Guest post by Michael Wolter, Content Marketing Manager at Trint
You might remember when Kim Kardashian’s 2014 Paper magazine cover boldly stated it would “Break the Internet.” All due apologies to Ms. Kardashian, but the Internet didn’t actually break as a result of her racy cover—it went on functioning normally.
The truth is the Internet can’t be broken. It doesn’t work like that. Bad actors can try to cause regional disruptions, but aside from a cataclysmic event like the meteor that finished off the dinosaurs, the Internet will keep plugging along.
But the internet can be slowed down, and one of the ways that can happen is an influx of data—a whole lot of data.
At audio and video transcription company Trint, this is an issue that we think about a lot, especially as we launch our latest feature, the Trint Player.

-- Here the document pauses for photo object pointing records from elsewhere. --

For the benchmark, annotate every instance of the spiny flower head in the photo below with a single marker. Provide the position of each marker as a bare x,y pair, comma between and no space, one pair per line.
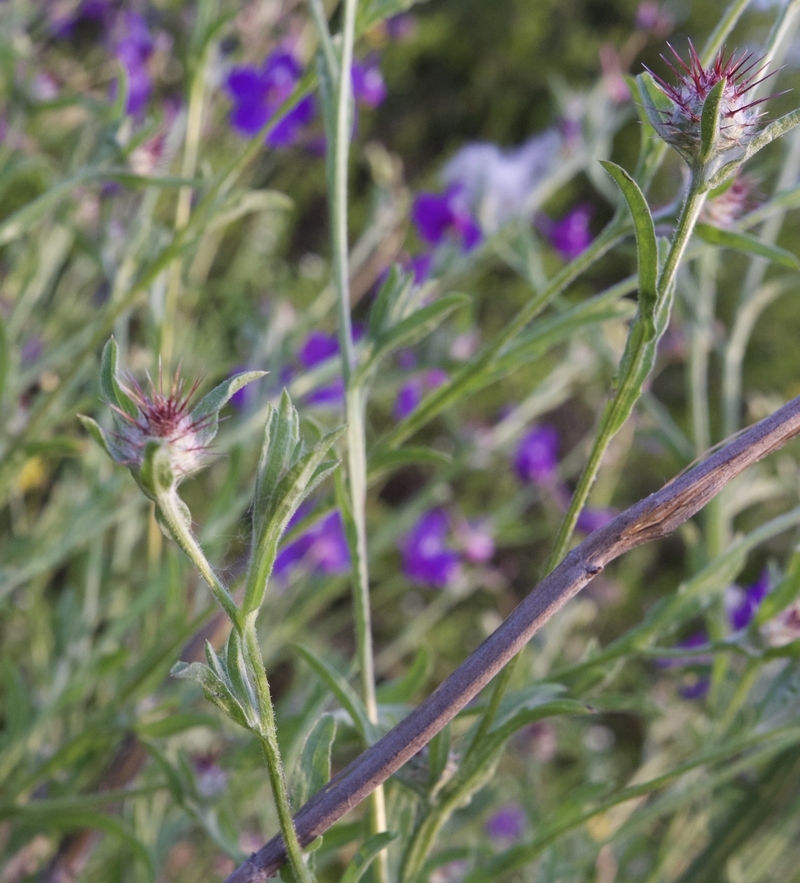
679,120
159,436
163,418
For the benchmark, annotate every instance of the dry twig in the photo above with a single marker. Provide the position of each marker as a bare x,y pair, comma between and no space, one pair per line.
650,519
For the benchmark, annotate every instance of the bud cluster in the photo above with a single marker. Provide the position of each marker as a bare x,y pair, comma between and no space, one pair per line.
679,120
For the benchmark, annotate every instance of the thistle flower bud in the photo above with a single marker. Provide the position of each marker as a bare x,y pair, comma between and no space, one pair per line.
159,436
707,115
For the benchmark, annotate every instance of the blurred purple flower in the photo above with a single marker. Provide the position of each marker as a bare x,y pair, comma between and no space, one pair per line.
368,84
695,688
426,558
591,520
421,267
332,394
132,51
258,93
317,348
507,823
571,235
476,541
408,397
742,604
439,215
536,459
323,548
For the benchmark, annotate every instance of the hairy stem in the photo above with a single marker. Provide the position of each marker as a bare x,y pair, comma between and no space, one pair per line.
269,745
355,402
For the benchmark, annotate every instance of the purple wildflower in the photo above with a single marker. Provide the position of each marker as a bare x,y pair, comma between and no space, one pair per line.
441,215
368,84
507,823
742,604
476,541
421,267
536,458
332,394
132,51
323,548
695,687
258,93
571,235
426,558
317,348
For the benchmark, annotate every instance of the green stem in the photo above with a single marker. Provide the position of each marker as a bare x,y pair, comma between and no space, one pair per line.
354,404
194,125
626,393
269,745
168,505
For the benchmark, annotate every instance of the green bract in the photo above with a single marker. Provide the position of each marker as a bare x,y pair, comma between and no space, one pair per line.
159,437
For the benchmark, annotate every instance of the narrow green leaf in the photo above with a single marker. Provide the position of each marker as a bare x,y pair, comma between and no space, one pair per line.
313,768
709,122
646,245
404,689
748,244
214,689
360,862
156,475
341,689
242,203
109,385
237,672
438,755
411,330
385,461
97,434
207,410
394,284
175,723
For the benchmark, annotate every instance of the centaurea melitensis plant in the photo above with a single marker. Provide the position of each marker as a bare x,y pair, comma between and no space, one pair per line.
162,179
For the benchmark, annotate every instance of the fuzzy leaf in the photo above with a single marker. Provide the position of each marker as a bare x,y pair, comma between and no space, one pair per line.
275,509
341,689
97,434
313,768
214,689
156,475
367,852
403,689
207,410
646,245
411,330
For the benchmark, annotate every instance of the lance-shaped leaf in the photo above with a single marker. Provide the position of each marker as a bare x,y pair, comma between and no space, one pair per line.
313,767
286,476
109,385
214,688
646,245
748,244
205,416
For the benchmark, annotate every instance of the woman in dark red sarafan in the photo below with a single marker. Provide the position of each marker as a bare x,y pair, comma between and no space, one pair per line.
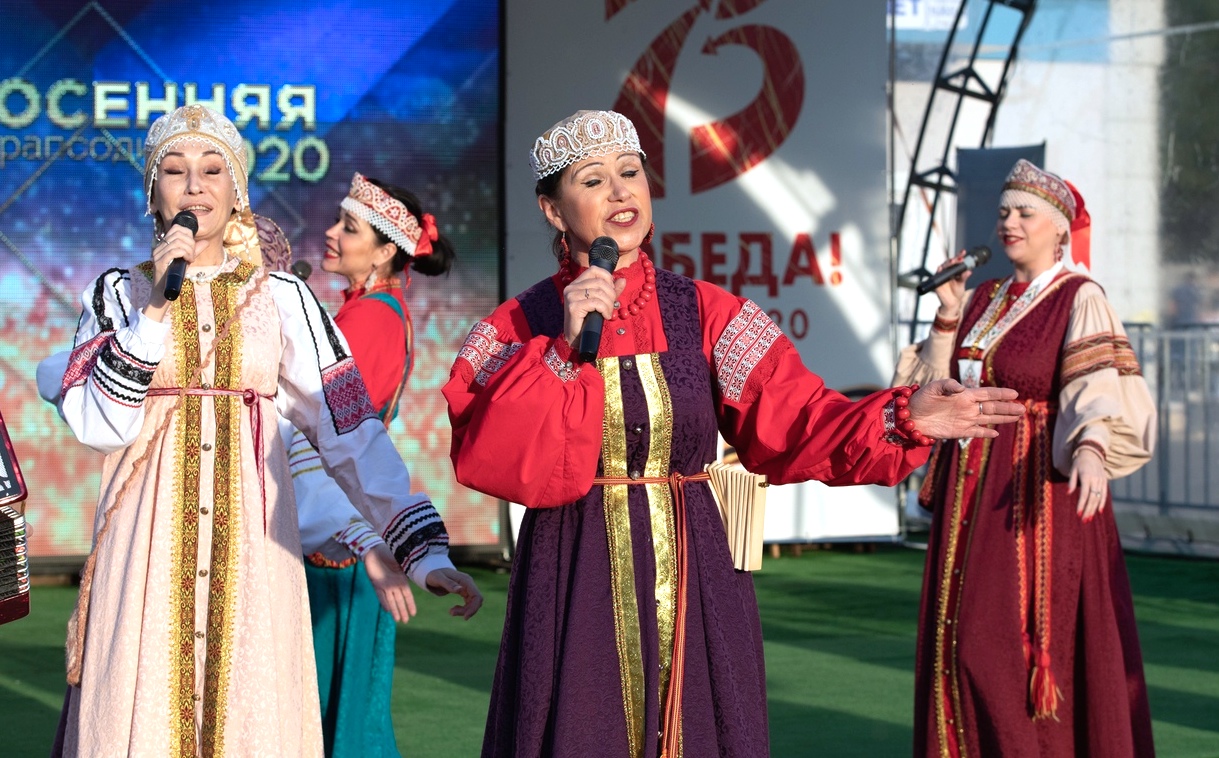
1027,634
628,631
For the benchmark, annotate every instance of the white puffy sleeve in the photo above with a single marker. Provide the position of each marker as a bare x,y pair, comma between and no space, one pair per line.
931,358
322,394
1105,402
113,357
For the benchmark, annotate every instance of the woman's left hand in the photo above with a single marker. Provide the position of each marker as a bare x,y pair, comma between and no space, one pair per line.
443,581
945,410
390,584
1087,474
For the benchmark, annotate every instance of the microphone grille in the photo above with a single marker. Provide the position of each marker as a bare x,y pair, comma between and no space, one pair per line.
188,219
302,269
604,249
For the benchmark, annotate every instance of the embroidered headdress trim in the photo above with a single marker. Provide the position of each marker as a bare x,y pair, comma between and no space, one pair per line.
582,135
1025,178
389,216
196,123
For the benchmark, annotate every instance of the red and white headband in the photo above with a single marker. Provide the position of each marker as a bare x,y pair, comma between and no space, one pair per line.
390,217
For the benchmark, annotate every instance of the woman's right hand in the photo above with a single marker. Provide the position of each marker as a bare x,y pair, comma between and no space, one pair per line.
389,581
594,290
952,293
178,243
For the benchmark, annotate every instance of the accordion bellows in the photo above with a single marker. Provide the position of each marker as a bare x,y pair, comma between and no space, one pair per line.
14,561
741,500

The Trint Player turns our interactive transcript, a productivity tool for media production, into an interactive video player for consumers that can be posted onto any webpage. The result is a little bit like karaoke: each word is highlighted as it’s spoken in the video.
The Trint Player also gives online video producers a new way to make the most of their video content. Video producers can post stories online, which can then be watched without sound—that means that even if you’re watching on a bus, at work, or in the back row of a wedding, you can still keep track of what’s going on in the video. Marketing departments can make their online video searchable in Google by attaching the interactive transcript. And anyone with accessibility issues, like people who are deaf, can access video content where previously they couldn’t.

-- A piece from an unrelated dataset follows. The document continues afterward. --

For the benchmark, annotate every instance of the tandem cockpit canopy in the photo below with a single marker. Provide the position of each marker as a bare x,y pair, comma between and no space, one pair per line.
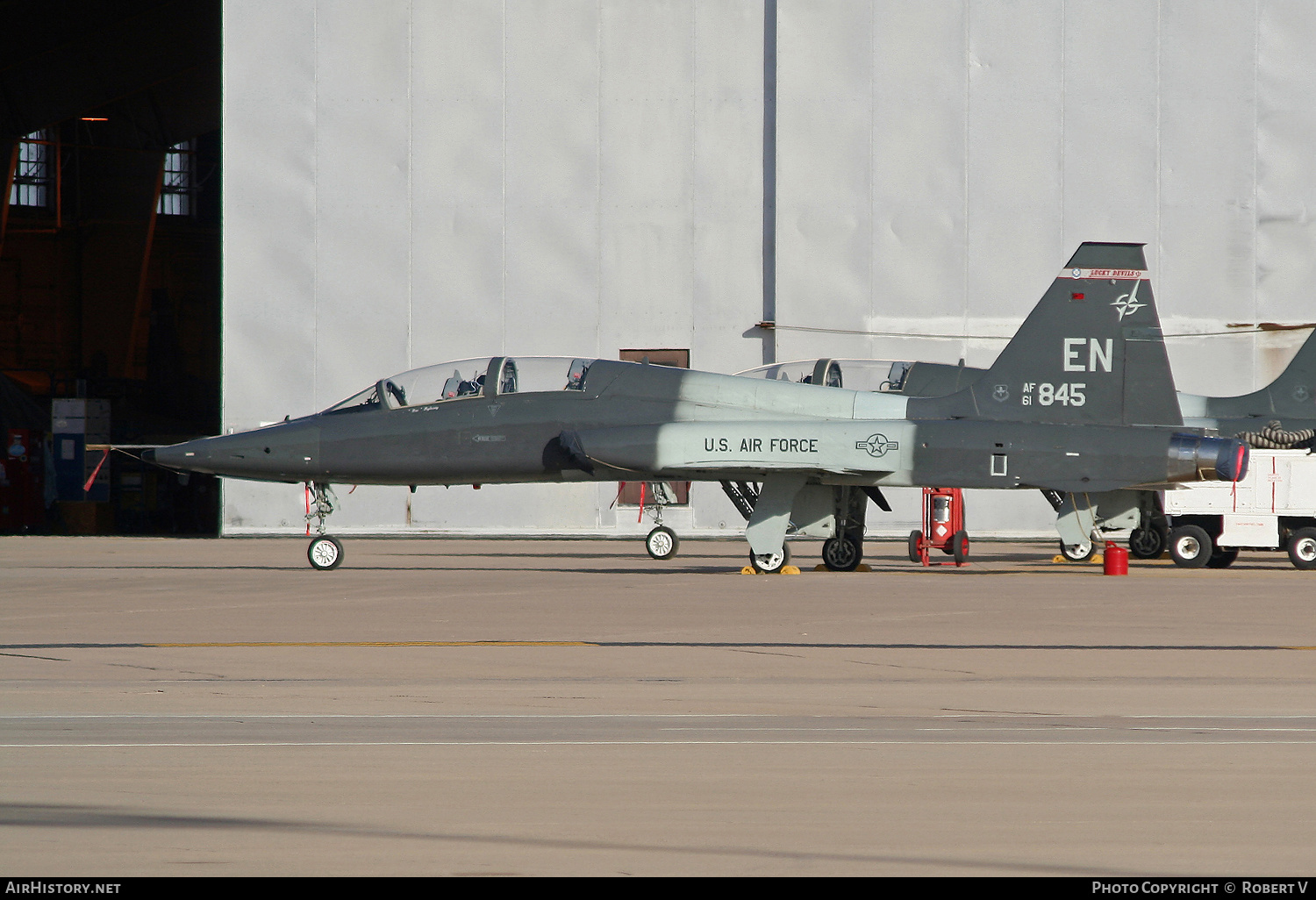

But we want our technology to get bigger than that. If the uptake is fast enough, the Trint Player could introduce a monumental amount of new data to the world wide web in a very short amount of time. Online video is getting very popular, very quickly: by 2021, 1 million minutes (about 17,000 hours) of video content will cross global IP networks each second. If the Trint Player embedded even 1% of the new video added, the amount of new data on the Internet would come hard, fast and relentless—like a tsunami that keeps on crashing.

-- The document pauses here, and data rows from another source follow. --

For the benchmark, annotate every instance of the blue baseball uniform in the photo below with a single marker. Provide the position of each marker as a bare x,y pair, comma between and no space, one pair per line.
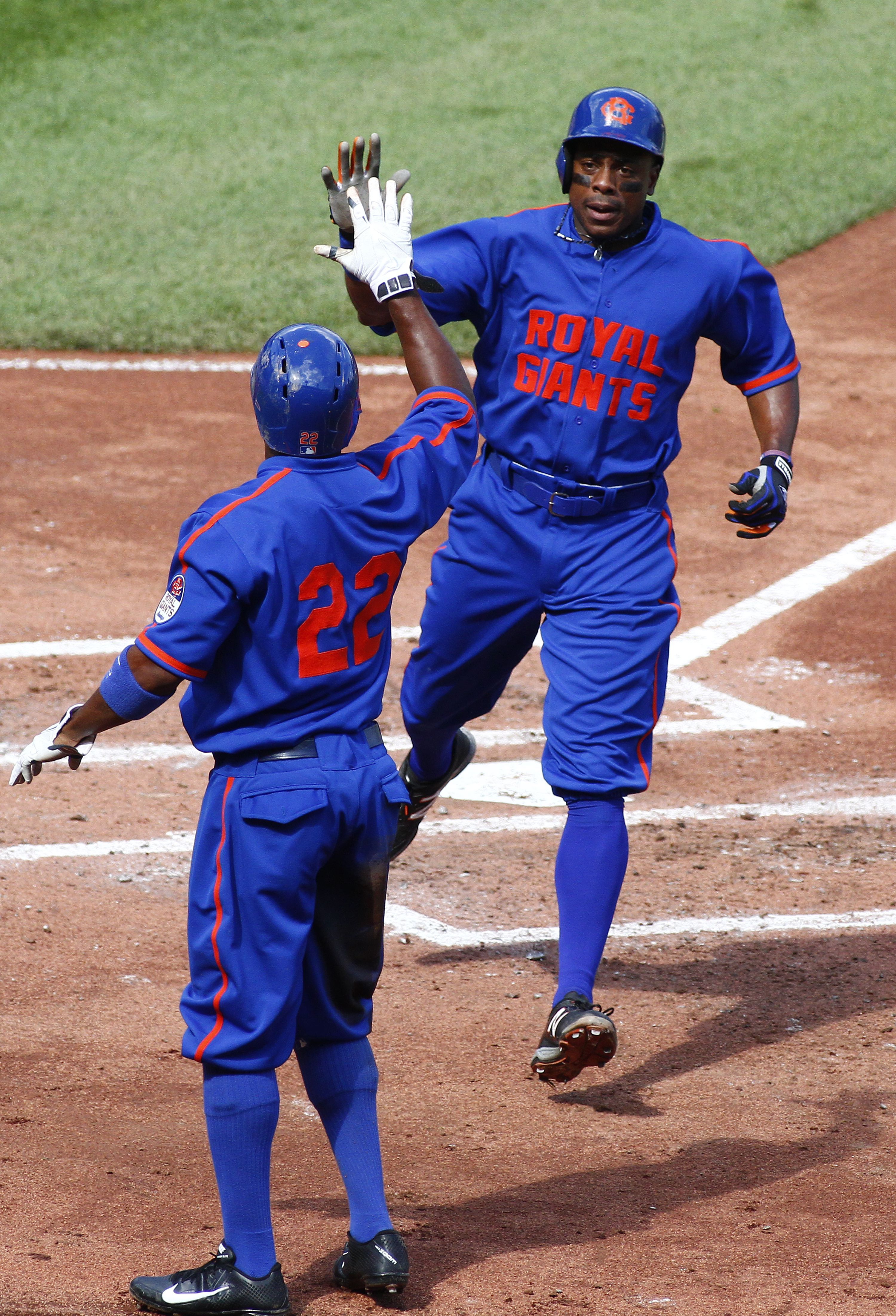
278,615
582,360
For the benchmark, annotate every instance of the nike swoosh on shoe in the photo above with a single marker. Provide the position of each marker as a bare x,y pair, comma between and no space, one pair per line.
173,1297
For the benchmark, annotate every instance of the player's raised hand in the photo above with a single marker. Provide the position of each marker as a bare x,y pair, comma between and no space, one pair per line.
766,504
44,751
353,173
383,252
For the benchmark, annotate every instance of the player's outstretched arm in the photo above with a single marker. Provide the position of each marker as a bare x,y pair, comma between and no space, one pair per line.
135,683
355,173
775,415
382,258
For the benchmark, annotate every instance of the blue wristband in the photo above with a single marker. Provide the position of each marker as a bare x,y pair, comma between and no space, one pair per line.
124,694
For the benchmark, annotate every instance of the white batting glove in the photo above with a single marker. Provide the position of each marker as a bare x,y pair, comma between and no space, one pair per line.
41,751
383,252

So, is this impending data something we need to worry about? Should we build a bunker and stock it with canned food and bottled water?
Simon Turvey, VP of Engineering at Trint, says we don’t need to worry. “We built the Trint Player to be very lightweight,” he says. “When it comes to the video in the Trint Player, instead of replicating existing video content hosting we seamlessly allow customers to leverage their existing hosting solutions, like YouTube. This means we’re not duplicating video content that’s already on the Internet, just playing it from a different source.”
“As for the amount of data in the interactive transcript, text takes up very, very little data—500 pages of text equals about one megabyte,” he says. “The top four storage and service companies currently have about 1,200 petabytes among them. That’s enough to store 600,000,000,000,000 (600 trillion) pages of text.”
Not even Sally Jessy Raphael could talk long enough to make a dent in that.
So the Trint Player may not break the Internet, but it will certainly change the way video is produced and distributed. Video can currently only be searched by the words in the title and description, locking the spoken words in the video until it’s played. This is dark data. The Trint Player shines light on that data, allowing the content to be published and searched online.